How glazed each weary eye”
Even at this juncture, it is not clear if the mariner understands that the suffering and the plight of his fellow sailors is due to his act. But day by day, the situation worsens over which the mariner has no control. Finally, he loses his sailors:
“Four times fifty living men
(And I heard nor sigh nor groan)
With heavy thump, a lifeless lump
They dropped down one by one.
The souls did from their bodies fly-
They fled to bliss or woe
And every soul, it passes me by,
Like the whizz of my cross-bow!
Through the action of the mariner and the plight of the sailors, Coleridge shows the Hindu theory of Karma. No one can escape the consequences of their reckless actions. His ‘soul in agony’, the mariner continued to live in torment watching (his dead sailors) ‘curse in a dead man’s eye’. The worse punishment for the mariner was he could not live nor could he die. It was a torture to witness the sight of the slimy creatures in the rotting environment and the corpses for seven days and seven nights. Only when the mariner blesses the silver snakes in his heart does the situation change: there is rain, his sailors come to life and everything is restored back to a better situation, though not the best because of the mariner’s guilt nursing his heart.

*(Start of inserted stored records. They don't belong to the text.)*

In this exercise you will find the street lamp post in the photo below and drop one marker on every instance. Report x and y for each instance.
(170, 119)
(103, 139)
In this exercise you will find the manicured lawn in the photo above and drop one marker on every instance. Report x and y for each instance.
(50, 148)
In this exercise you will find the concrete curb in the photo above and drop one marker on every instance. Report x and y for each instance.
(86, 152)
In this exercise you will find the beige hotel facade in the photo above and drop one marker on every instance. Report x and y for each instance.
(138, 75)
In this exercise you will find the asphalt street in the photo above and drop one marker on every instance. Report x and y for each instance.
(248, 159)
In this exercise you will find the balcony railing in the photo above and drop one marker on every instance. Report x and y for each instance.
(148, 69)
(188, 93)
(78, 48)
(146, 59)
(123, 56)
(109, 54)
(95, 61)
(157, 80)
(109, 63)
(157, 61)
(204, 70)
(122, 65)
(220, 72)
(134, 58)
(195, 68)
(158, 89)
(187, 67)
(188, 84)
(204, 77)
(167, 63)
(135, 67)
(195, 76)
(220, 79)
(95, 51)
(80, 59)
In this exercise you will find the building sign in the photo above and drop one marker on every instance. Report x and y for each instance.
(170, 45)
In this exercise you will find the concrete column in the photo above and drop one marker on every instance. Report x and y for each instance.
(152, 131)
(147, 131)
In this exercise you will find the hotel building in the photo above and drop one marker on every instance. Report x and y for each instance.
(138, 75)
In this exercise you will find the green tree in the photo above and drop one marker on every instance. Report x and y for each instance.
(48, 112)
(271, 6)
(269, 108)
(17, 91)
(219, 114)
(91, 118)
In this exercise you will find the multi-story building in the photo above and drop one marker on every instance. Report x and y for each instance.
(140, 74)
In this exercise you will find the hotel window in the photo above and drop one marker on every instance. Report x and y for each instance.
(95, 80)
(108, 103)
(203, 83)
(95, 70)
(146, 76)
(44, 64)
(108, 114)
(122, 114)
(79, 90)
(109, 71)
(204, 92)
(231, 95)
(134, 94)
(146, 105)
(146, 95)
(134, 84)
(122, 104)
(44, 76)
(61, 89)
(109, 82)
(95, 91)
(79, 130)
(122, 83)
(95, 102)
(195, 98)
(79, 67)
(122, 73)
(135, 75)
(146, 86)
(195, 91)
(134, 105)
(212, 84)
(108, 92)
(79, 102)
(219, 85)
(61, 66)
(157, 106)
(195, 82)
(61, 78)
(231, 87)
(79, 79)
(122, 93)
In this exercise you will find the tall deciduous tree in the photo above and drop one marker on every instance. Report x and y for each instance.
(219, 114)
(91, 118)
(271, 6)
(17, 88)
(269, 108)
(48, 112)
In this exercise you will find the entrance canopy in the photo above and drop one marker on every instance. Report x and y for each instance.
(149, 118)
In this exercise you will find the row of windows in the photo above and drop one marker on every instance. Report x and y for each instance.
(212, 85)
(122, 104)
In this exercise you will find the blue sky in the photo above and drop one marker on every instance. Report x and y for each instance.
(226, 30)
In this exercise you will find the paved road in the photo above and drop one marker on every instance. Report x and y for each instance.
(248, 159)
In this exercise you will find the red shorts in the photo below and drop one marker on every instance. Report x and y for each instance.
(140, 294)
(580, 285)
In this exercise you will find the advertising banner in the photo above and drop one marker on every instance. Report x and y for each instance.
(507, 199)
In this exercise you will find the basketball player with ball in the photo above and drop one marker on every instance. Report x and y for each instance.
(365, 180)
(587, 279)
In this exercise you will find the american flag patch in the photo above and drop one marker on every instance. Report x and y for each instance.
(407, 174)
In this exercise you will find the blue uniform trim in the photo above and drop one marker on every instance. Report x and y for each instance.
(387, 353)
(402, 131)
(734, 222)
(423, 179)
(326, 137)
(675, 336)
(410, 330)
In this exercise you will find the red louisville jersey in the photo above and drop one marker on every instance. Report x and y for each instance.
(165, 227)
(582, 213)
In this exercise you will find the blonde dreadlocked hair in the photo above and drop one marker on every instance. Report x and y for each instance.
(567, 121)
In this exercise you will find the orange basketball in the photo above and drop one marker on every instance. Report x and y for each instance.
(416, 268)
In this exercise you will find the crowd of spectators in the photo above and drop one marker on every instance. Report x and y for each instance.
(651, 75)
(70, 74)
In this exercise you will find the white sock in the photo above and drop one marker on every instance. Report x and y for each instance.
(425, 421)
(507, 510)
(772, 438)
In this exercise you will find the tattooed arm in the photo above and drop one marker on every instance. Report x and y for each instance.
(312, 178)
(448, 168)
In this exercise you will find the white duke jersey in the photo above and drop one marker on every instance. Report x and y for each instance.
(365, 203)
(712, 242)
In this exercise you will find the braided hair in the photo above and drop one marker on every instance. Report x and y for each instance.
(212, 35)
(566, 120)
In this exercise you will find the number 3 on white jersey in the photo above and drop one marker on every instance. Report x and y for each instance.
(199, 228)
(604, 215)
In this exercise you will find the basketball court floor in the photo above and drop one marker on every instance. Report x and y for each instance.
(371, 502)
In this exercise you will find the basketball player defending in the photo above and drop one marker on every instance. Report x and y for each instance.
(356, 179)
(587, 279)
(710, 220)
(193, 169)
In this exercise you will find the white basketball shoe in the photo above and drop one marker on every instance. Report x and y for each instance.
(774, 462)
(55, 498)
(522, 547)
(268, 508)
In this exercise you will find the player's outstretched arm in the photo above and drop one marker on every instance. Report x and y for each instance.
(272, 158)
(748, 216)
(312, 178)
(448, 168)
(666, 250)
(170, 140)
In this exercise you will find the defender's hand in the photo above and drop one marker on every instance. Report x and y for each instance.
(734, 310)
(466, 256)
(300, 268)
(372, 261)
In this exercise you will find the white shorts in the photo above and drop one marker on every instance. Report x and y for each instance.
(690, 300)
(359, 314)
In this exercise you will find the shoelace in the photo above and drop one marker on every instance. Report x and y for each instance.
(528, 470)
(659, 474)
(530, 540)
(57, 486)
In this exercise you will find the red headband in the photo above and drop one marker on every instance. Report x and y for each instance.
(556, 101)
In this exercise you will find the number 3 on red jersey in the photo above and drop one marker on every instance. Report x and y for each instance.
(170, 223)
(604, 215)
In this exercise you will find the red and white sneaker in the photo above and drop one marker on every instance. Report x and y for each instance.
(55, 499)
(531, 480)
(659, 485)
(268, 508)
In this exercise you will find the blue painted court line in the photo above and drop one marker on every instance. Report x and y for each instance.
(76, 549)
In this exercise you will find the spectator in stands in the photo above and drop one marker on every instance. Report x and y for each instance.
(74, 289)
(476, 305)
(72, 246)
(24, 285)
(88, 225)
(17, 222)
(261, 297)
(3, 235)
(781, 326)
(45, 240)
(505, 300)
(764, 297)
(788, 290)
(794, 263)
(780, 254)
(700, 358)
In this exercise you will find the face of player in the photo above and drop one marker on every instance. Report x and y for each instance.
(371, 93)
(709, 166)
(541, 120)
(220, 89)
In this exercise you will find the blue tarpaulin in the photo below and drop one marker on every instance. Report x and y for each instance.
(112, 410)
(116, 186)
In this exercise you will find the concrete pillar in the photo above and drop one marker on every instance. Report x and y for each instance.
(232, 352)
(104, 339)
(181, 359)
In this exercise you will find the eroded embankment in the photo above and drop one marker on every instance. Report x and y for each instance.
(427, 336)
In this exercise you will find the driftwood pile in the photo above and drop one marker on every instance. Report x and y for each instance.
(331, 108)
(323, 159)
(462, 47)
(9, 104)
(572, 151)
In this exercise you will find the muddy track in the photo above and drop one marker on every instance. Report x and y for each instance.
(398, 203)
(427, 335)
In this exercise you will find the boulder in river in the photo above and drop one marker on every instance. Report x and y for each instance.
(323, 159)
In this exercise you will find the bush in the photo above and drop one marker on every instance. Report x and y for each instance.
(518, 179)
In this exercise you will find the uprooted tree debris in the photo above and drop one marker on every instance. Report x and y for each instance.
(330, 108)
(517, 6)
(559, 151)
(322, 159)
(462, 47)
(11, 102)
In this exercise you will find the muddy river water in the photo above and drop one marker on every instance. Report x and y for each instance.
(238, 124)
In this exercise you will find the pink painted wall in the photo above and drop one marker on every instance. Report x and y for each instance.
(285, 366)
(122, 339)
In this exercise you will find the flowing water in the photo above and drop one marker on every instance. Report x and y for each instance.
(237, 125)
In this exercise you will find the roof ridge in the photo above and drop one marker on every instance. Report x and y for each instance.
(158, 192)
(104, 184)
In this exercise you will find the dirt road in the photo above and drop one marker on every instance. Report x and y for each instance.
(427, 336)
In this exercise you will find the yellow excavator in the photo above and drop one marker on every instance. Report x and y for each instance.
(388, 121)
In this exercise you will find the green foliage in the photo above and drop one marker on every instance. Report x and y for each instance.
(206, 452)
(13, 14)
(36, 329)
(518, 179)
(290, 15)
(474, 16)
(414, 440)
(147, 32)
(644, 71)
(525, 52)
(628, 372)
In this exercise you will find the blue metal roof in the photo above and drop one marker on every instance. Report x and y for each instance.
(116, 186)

“The Ancient Mariner” (1925) is a silent film adaptation on the poem. Another adaptation was a film by Raul da Silva in 1975. In 1977, a short film on the poem was made by Larry Jordan – this is a popular adaptation in which Orson Welles gives the voiceover. Powerslave band used a song featuring The Rime of the Ancient Mariner. Some video games have also been based on this most famous poem of Coleridge.